A group of young men has ransacked one of Moscow’s best-known modern art galleries, ripping paintings from walls and damaging equipment. The attack was launched on the Marat Gelman gallery a day after photograph montages it had displayed caricaturing the Russian and US presidents were seized by Russian customs at a Moscow airport. The gallery manager says a group of tough-looking men in black jackets smashed paintings and office equipment in the gallery and took staff cell phones. A British gallery owner, Matthew Cullern Bown, believes they were unhappy about the satirical representation of Presidents Putin and Bush in semi-naked poses along with Al Qaeda leader Osama bin Laden. “A group of tough-looking young men in black jackets and hats came into the gallery. They clearly knew the layout,” gallery manager Sergei Serebrennikov said. “They split up into groups and set about smashing all paintings on the wall, attacked our offices, smashed equipment and telephones and took mobile phones away from our staff.” Paintings were trampled on the floor of the gallery, one of Moscow’s best known in operation since the early 1990s, and papers, books and office supplies were strewn about.

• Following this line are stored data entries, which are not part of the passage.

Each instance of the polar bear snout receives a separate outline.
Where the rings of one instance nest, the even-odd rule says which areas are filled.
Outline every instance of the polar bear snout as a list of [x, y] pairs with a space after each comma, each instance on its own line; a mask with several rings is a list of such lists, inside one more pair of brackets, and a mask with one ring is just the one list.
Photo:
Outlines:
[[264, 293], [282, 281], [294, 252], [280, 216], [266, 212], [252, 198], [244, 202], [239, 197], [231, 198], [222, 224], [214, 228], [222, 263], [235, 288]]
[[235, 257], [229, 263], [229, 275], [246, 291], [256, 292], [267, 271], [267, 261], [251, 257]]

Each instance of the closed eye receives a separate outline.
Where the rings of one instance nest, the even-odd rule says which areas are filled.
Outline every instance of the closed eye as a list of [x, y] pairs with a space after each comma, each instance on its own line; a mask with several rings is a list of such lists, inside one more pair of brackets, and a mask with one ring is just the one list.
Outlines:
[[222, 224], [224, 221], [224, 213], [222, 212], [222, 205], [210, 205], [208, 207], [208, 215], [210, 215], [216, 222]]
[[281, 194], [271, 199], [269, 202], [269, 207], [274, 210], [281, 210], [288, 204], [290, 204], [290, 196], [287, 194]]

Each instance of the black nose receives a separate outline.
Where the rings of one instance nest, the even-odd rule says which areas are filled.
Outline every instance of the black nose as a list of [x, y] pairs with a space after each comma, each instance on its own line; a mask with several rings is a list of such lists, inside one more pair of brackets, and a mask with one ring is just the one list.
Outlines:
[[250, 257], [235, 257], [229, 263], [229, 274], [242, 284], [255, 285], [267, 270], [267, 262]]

The assailants ran off. None of the staff was hurt. The gallery’s owners closed their doors for two weeks. Interfax news agency quoted officials at the Moscow prosecutor’s office as saying that a criminal case had been launched into the incident.

In other news, David McDuff reports on how Russian writers are still rejecting Russia, just as if the cold war were still raging (which, in fact, it is).

Talk about Pathetic!

Russia and China are having a joint celebration of women’s rights. Terrific. That’s like Stalin and Hitler having a joint celebration of democracy.